BGMは一周目のプレイではシナリオが凄すぎて記憶に残らなかった訳ですが、逆に言えばそれだけ場面に合っていて、違和感がなかったということだと思います。どこかで聞いたような感じの曲が多いですが、なかなか良い出来です。「願い」が一番気に入りましたが「記憶のざわめき」や「夜の吐息」も印象的です。

●シナリオについて
流石に良い出来です。読みやすいテキストも考慮すると私がプレイした中では最高の出来です。特に心理描写が丁寧で深く、説得力も十分です。ライターにある程度経験の裏付けがなければここまで描けないと思います。シナリオの展開も不自然な所がほとんどなく、安心してプレイに没頭できました。一周目のプレイ後では、どんなBGMがかかっていたか思い出せなかったほどです。こんなことは初めてでした。先の展開が気になる「月姫」に対して、じっくり読ませる「君望」という感じです。

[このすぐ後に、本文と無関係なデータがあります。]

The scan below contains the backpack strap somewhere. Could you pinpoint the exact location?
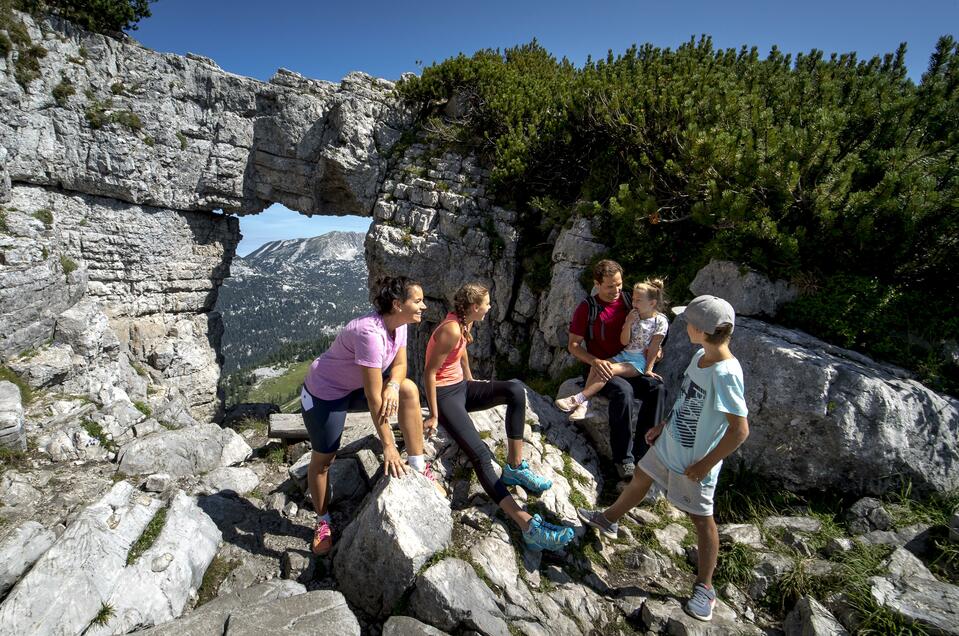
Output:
[583,294,599,348]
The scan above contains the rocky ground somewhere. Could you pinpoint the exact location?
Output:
[0,309,959,635]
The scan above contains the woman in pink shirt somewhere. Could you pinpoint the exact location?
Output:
[300,276,429,554]
[425,283,573,550]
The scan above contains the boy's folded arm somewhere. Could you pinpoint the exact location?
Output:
[696,413,749,471]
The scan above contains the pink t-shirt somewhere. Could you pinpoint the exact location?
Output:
[304,311,406,400]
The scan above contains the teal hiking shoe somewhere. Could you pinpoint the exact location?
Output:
[523,515,574,552]
[503,459,553,492]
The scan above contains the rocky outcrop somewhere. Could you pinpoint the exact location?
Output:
[657,316,959,494]
[0,521,56,598]
[689,260,798,318]
[118,424,252,477]
[0,14,407,214]
[333,473,453,617]
[137,579,306,636]
[0,481,220,634]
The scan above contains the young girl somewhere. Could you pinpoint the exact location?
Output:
[425,283,573,550]
[556,278,669,420]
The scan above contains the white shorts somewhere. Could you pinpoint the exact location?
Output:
[636,448,716,517]
[610,349,646,374]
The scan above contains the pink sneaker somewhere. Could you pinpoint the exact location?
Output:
[313,520,333,556]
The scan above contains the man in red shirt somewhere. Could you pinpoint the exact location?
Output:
[567,260,666,477]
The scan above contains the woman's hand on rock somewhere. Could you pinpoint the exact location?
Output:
[423,415,437,437]
[383,446,408,477]
[377,383,400,422]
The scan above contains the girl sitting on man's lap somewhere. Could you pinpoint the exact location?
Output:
[556,278,669,420]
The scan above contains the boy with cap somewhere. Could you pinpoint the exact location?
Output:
[577,296,749,621]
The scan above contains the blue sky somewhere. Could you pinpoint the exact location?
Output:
[132,0,959,254]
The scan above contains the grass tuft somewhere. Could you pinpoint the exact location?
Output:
[90,602,116,627]
[127,507,168,565]
[0,364,34,406]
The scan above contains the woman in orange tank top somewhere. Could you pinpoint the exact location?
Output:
[424,283,573,550]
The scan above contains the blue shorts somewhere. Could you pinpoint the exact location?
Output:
[611,349,646,374]
[300,386,370,453]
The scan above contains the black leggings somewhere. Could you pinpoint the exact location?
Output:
[436,380,526,504]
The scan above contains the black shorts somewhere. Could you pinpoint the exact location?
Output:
[300,386,370,453]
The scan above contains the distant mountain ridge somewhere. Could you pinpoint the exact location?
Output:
[243,231,366,265]
[216,232,371,373]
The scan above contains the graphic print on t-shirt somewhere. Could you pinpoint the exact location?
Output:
[670,375,706,448]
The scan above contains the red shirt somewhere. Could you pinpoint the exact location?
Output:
[569,294,630,360]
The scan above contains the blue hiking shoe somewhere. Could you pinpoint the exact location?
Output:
[523,515,574,552]
[503,459,553,492]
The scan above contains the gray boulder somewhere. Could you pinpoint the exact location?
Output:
[530,219,606,371]
[383,616,446,636]
[137,579,306,636]
[658,316,959,494]
[410,558,509,636]
[0,521,56,598]
[0,481,162,635]
[85,491,222,636]
[0,380,27,450]
[641,598,763,636]
[223,590,360,636]
[783,596,849,636]
[200,466,260,495]
[333,472,453,616]
[118,424,253,477]
[689,260,798,317]
[846,497,893,534]
[869,577,959,635]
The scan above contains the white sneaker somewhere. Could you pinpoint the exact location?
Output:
[569,400,589,421]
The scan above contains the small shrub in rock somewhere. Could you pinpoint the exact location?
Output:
[53,77,77,108]
[33,208,53,230]
[127,506,168,565]
[13,44,47,90]
[110,110,143,132]
[714,543,758,587]
[83,96,113,130]
[60,255,77,276]
[80,420,119,452]
[0,365,34,406]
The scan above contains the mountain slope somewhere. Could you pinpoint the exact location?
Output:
[216,232,370,373]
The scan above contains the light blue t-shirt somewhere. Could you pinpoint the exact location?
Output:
[653,349,748,484]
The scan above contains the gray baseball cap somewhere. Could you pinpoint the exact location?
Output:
[673,295,736,334]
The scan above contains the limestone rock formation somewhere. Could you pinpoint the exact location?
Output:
[0,481,220,634]
[118,424,252,476]
[333,473,453,616]
[137,579,306,636]
[657,316,959,494]
[689,259,798,317]
[0,380,27,450]
[0,521,56,598]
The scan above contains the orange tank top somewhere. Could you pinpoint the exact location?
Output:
[426,312,466,386]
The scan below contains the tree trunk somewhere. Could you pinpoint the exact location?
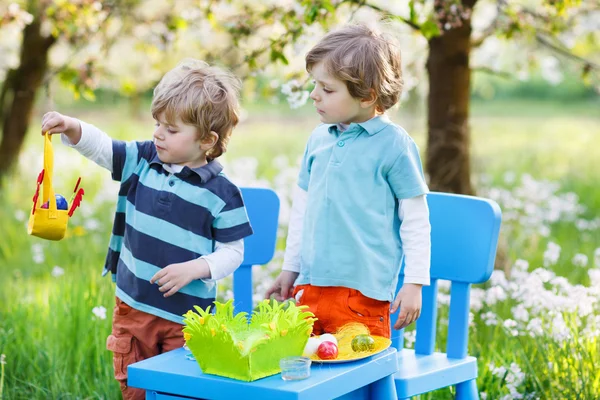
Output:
[426,1,474,194]
[0,17,55,181]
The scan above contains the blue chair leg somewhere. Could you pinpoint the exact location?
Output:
[369,375,397,400]
[456,379,479,400]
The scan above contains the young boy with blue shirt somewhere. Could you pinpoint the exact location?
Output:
[42,60,252,400]
[266,25,431,338]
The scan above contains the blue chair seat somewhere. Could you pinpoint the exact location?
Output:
[394,349,477,399]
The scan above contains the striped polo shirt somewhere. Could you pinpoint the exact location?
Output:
[104,140,252,323]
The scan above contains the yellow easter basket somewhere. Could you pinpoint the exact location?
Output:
[27,134,84,240]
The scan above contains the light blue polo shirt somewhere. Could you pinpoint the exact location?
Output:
[296,115,428,301]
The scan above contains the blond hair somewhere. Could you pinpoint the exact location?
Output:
[306,25,404,112]
[152,59,241,159]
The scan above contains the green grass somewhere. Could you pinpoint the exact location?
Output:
[0,100,600,400]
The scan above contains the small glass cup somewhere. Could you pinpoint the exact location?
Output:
[279,356,311,381]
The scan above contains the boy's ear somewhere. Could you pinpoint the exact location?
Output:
[360,89,377,108]
[200,131,219,151]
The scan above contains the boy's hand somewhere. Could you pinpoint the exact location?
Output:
[265,271,299,301]
[390,283,422,329]
[42,111,81,144]
[150,258,210,297]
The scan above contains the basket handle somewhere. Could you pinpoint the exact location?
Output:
[42,133,58,218]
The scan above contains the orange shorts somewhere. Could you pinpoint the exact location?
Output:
[294,285,391,338]
[106,297,185,400]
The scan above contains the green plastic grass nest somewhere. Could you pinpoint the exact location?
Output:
[183,300,316,381]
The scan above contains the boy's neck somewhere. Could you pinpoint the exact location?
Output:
[340,107,381,125]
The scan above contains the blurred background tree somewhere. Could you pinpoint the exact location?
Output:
[0,0,600,193]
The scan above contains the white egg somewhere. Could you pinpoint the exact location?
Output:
[304,337,321,357]
[319,333,337,346]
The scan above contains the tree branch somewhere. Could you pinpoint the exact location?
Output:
[350,1,421,31]
[535,33,600,70]
[471,65,515,79]
[471,0,506,48]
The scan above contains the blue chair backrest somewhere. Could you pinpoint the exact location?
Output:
[233,188,279,313]
[392,193,501,358]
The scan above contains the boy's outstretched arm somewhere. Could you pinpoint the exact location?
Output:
[265,186,308,301]
[150,239,244,297]
[42,111,81,145]
[42,111,113,172]
[390,195,431,329]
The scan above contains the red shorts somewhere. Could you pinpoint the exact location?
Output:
[294,285,391,338]
[106,297,185,400]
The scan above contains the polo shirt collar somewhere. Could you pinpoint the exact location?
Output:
[150,154,223,183]
[328,114,390,136]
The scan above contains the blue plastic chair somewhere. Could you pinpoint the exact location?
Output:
[233,188,279,313]
[392,193,501,399]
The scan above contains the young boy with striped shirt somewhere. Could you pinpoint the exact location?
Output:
[42,60,252,400]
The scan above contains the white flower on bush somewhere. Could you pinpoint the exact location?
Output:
[572,253,588,267]
[470,288,485,311]
[485,286,507,306]
[511,304,529,322]
[404,330,417,348]
[544,242,560,267]
[481,311,498,326]
[281,79,309,108]
[502,319,519,336]
[92,306,106,319]
[527,317,544,337]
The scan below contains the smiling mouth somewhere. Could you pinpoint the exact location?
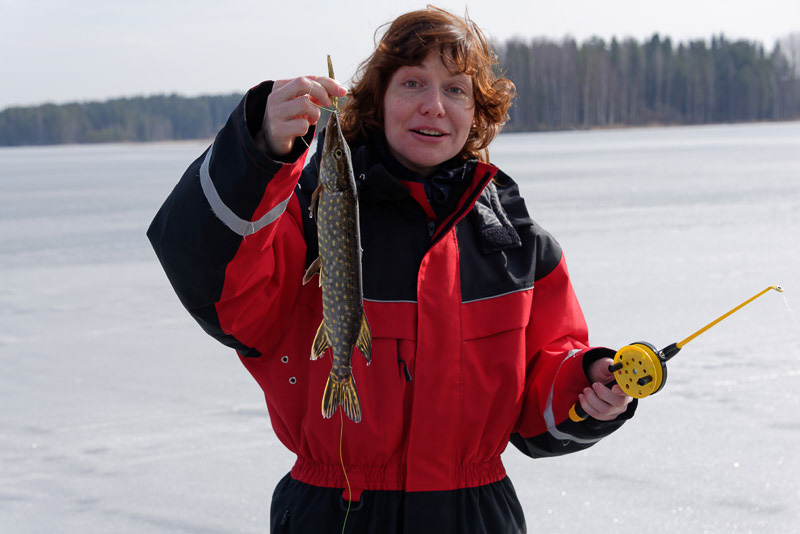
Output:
[411,130,444,137]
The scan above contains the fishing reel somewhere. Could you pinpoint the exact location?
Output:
[569,286,783,422]
[608,341,680,399]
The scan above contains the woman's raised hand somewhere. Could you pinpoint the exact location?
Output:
[255,76,347,158]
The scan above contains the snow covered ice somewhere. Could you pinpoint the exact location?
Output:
[0,123,800,534]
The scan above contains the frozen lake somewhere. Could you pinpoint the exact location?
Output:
[0,122,800,534]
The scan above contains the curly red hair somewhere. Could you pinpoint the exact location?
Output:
[340,6,515,162]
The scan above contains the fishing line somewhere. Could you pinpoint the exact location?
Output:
[339,410,353,534]
[781,293,800,332]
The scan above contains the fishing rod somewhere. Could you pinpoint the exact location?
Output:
[569,286,783,422]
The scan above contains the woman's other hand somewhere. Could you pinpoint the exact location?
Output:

唯一気になった点は、第一章で孝之が遙を好きになった理由(きっかけ)が描けていない事です。最初、孝之は好きでもないのに「今の(4人の)友人関係を壊したくない」一心で遙と付き合い、破局しかかる訳ですが、水月の話を聞いて「今の友人関係があるのは遙のおかげ」だと気づき、孝之の方から遙に告白します。しかし、「今の友人関係があるのは遙のおかげ」=「感謝」になるのが普通で、それが「恋愛感情」になってしまうのは飛躍しすぎと言わざるを得ません。少なくとも、私はそれだけの理由では遥を好きになれませんでしたので、違和感が残りました。最初に遙に告白された時と状況はたいして変わってないと思いますが・・・。
あと、茜のラストが思ったほど盛り上がらなかったのはちょっと残念でした。他の2人と差がついてしまいましたね。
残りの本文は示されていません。